- 発行日 :
- 自治体名 : 東京都八丈町
- 広報紙名 : 広報はちじょう 2026年1月号
■台風22号・23号の復旧・復興を支えた現場の力 special interview
台風22号・23号の影響により、私たちの町は大きな被害を受けました。その中で、昼夜を問わず復旧・復興に奔走してくださった方々がいます。町民に最も近い場所で私たちの暮らしを守り、支えてくれたその姿に、どれほどの人が勇気づけられたことでしょう。今回は、そんな“八丈町のために動き続けてくださった方々”にお話を伺いました。
Q1.今回の災害派遣ではどのような支援を中心に実施しましたか?
Q2.今回の支援で特に大変だったことはありますか?
Q3.支援を行う上で、大切にしていたことは何ですか?
Q4.印象に残った出来事はありますか?
Q5.最後に八丈島の皆さんへメッセージをお願いします。
▽東京DWAT(東京都災害派遣福祉チーム)・東京都社会福祉協議会
DWATチーム員/特別養護老人ホームあじさいの里施設長 吹田伊都子さん
DWAT事務局/東京都社会福祉協議会福祉部経営支援担当 高橋和希さん
Q.東京都としてDWATが派遣されたのは今回が初めてですか?
東京都単独での派遣は今回が初めてでした。今年(令和7年)、災害救助法が約60年ぶりに改正され、DWATの支援対象が避難所だけでなく在宅避難者にも拡がったことで、全国的にも注目される活動となりました。島の方同士では話しにくい被災体験や不安を、外部の支援者である私たちに打ち明けてくださることも多く、そうした声が必要な支援へつながっていったと感じています。
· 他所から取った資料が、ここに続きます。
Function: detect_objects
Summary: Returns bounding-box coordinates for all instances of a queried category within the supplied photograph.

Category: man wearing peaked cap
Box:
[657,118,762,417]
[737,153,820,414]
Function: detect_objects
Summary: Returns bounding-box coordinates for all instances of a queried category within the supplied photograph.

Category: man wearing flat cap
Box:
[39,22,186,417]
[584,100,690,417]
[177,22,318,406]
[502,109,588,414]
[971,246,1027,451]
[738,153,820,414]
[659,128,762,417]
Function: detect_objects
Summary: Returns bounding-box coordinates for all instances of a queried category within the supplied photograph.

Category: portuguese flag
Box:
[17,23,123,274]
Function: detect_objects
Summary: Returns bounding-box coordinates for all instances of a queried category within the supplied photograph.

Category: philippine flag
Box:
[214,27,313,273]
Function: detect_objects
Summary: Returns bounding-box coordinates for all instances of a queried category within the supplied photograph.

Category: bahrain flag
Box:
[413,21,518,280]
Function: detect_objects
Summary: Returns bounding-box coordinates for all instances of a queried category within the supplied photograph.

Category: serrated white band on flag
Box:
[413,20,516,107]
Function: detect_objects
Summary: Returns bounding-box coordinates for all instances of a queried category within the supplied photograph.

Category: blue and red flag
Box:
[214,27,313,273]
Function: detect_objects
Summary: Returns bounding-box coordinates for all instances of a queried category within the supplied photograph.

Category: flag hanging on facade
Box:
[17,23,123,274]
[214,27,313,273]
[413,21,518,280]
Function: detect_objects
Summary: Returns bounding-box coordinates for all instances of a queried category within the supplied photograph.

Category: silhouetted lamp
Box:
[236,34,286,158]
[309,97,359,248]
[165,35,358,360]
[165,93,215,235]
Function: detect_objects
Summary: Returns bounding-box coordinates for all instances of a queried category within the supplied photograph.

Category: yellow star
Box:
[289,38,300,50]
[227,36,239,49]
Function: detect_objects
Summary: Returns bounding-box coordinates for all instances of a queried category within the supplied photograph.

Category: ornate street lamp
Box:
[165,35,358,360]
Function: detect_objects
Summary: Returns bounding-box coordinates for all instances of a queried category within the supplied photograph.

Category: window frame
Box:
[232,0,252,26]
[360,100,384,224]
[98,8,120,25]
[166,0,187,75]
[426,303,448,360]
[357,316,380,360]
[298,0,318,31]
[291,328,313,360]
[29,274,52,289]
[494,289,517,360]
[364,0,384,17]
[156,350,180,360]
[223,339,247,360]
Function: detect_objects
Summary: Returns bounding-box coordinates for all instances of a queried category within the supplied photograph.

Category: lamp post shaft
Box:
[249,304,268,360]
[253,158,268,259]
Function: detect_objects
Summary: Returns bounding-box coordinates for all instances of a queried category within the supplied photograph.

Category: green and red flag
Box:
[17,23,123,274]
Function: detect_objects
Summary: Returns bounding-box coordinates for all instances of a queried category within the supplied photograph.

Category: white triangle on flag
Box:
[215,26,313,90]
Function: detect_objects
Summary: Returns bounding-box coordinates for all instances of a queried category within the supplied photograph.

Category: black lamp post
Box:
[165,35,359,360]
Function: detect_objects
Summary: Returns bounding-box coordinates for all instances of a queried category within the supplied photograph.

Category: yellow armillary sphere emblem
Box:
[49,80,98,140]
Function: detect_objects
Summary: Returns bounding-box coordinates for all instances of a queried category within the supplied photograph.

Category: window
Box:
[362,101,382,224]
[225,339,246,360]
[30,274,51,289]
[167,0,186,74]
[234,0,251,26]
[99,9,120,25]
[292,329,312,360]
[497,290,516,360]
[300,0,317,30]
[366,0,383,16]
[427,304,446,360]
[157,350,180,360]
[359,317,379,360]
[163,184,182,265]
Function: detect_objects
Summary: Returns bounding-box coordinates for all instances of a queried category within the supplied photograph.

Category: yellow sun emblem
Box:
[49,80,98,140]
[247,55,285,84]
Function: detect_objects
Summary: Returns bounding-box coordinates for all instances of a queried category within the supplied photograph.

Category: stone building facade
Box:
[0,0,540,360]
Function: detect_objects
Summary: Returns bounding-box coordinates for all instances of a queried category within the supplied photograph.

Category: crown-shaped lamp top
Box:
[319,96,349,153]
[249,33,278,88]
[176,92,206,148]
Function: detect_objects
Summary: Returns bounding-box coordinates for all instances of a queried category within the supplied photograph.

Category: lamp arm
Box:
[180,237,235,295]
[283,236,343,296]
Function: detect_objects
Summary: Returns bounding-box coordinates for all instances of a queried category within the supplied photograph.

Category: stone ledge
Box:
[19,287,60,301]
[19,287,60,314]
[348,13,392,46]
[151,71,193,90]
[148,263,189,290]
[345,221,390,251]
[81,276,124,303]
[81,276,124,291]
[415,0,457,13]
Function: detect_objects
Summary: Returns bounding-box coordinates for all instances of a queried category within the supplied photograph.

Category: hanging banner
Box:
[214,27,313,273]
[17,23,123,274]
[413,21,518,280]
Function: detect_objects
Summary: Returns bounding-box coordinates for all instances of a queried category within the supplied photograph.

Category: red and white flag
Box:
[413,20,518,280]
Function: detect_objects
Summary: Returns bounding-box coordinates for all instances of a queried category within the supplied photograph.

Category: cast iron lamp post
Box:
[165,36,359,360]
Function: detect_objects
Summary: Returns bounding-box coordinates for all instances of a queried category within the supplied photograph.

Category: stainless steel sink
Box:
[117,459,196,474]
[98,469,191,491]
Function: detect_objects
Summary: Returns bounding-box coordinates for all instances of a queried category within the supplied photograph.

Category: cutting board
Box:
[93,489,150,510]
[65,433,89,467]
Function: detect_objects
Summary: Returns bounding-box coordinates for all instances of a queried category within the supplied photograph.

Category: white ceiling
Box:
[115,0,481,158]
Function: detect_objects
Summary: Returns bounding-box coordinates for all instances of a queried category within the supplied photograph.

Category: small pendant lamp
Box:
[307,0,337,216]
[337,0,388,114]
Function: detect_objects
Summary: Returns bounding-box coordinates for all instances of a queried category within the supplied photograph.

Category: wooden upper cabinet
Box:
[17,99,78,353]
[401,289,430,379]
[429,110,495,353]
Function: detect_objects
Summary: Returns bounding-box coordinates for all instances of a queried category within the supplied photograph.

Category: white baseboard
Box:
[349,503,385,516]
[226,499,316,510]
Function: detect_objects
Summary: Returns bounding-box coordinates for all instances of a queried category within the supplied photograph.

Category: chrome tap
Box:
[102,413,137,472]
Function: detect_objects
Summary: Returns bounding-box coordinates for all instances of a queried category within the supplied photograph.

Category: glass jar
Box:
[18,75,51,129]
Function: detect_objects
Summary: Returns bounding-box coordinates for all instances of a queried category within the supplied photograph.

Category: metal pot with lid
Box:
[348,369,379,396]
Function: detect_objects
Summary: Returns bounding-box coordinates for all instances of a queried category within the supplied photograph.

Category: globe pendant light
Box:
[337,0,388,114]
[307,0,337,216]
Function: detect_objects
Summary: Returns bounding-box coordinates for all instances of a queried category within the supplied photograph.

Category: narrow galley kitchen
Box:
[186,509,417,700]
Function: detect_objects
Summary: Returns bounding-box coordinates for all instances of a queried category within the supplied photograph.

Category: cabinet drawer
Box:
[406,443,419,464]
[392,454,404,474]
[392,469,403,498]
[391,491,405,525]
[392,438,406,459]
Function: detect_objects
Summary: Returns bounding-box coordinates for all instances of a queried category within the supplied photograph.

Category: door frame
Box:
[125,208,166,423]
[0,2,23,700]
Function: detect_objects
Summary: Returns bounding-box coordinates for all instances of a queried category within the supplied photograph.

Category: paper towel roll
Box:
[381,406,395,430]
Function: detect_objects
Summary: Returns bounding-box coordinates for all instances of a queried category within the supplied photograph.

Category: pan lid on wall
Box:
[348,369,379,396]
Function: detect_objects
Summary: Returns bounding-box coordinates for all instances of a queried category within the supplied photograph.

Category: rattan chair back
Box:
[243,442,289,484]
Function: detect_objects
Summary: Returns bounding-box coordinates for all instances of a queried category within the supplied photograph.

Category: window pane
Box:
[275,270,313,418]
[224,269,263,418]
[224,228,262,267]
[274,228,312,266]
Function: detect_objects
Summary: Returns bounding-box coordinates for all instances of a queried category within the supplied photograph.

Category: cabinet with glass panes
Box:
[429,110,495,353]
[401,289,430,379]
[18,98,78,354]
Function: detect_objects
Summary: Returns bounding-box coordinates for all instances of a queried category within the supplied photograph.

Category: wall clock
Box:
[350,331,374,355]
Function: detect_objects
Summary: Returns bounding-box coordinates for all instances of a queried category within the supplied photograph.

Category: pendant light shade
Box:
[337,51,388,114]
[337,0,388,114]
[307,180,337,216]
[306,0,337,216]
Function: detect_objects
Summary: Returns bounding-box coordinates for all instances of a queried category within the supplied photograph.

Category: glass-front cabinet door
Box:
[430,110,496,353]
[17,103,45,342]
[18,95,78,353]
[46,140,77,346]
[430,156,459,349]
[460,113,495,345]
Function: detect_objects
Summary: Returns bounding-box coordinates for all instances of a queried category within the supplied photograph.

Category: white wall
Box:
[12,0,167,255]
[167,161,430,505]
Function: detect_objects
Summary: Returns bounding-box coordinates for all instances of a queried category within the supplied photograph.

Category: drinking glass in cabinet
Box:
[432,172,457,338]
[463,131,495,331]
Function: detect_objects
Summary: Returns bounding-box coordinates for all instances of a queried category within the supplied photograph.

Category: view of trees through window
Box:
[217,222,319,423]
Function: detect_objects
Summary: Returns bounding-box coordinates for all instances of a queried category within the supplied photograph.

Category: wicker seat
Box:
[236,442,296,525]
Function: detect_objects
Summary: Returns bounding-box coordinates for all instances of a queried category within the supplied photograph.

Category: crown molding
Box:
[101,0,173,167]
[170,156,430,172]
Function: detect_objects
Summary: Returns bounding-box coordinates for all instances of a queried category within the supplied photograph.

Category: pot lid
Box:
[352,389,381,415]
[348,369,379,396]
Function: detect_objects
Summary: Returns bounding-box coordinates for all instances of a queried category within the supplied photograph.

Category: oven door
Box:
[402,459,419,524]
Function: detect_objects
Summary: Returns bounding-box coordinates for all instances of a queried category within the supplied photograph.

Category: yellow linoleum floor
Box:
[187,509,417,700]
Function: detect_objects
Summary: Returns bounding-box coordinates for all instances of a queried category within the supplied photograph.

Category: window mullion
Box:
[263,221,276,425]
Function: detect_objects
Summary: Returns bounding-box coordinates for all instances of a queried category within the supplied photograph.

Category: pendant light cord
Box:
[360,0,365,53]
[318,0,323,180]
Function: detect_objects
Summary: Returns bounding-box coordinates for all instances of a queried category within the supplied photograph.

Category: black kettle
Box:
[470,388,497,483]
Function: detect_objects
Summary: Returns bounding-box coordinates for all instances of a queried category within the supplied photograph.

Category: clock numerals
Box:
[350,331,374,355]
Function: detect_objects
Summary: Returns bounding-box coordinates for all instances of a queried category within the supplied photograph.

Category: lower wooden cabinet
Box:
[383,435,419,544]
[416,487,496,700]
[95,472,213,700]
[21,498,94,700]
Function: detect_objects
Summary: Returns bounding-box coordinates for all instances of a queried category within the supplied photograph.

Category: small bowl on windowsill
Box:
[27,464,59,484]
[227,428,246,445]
A1.被災したご家庭を一軒ずつ訪問し、生活状況や困りごとの聞き取りを行う「個別訪問」が中心でした。福祉的な支援が必要と判断した場合は、情報を整理し役場などにつなぐ“橋渡し役”も担いました。多い日には1日50件近くを訪問することもありました。
A4.
歩いているだけで「ありがとうございます」と声をかけていただくことが多く、島の皆さんの温かい受け入れを強く感じました。近所同士が互いを気にかけ、「あのお宅が心配だ」と教えてくださる場面も多く、地域の支え合いの力がとても大きいことを実感しました。「うちだけじゃないから」と周囲を思いやる声も多く、お互いをよく見守りながら支え合う関係性が深く印象に残っています。
また、ある地域では、災害後に「隣も大変だから」と太鼓サークルの活動を控えているという方にもお会いしました。DWATチーム員が「楽しいことをして町を元気にすることも大事ですよ」と伝えたところ、住民の方も大変喜ばれていました。遠慮があって言い出せなかった本当の思いがあったのだと感じています。
A5.
高橋さん:
今回の災害支援で初めて八丈島に来ました。正直、個人的にも思い入れのある特別な島になりました。次は絶対にプライベートで来たいと思っています!
DWATの活動は11月29日までにはなりますが、オンライン等で出来る部分は積極的に関わり、支援を続けていきたいと思います。
吹田さん:町民の方々、そして連休中にも関わらず動き続けていた行政職員の皆さんが尽力されている姿を間近で見ていました。1日でも早く災害前の生活ができるようになってほしいと願っています。
▽国土交通省関東地方整備局
国土交通省関東地方整備局防災情報調整官 吉永勝彦さん
A1.TEC-FORCE隊員として、主にドローン班(延べ4班)と道路班(延べ8班)の派遣でした。道路班は町道の被災箇所を一つずつ確認し、その被害規模をもとに復旧工法に関する技術的所見や概算被害額算定書、概算被害数量算定書などの作成を行いました。ドローン班は当初、水源地周辺の土砂崩れや倒木の状況を確認する任務でしたが、追加で道路班が立ち入れない場所は上空からの調査支援も行いました。
A2.現場の報告によると、ドローン班は樹木が多いため上空からの確認が難しく、強風の影響で操縦の難易度が高かったです。道路班は倒木や土砂崩れの影響で徒歩で被災箇所に向かうこともあり、島内の狭い道が多い中、レンタカーには軽自動車を選択したことが正解でした。
A3.被災者への配慮を徹底し、住民の方への声掛けを欠かさないことを意識しました。さらに、隊員自身が負傷しないよう、班長を中心に安全管理と体調管理も重視して活動していました。
A4.島民の方が危険箇所を教えてくださったり、ドローンの発着場所を快く貸してくださったことが印象に残っています。また、災害後も運動会が開催されている様子を見て、復興に向けて前向きに進む島の力強さを感じました。
A5.一日も早い復興を心から願っています。支援に来た隊員の多くが、次は観光で訪れたいと話しており、また元気な八丈島に戻って来られる日を楽しみにしています。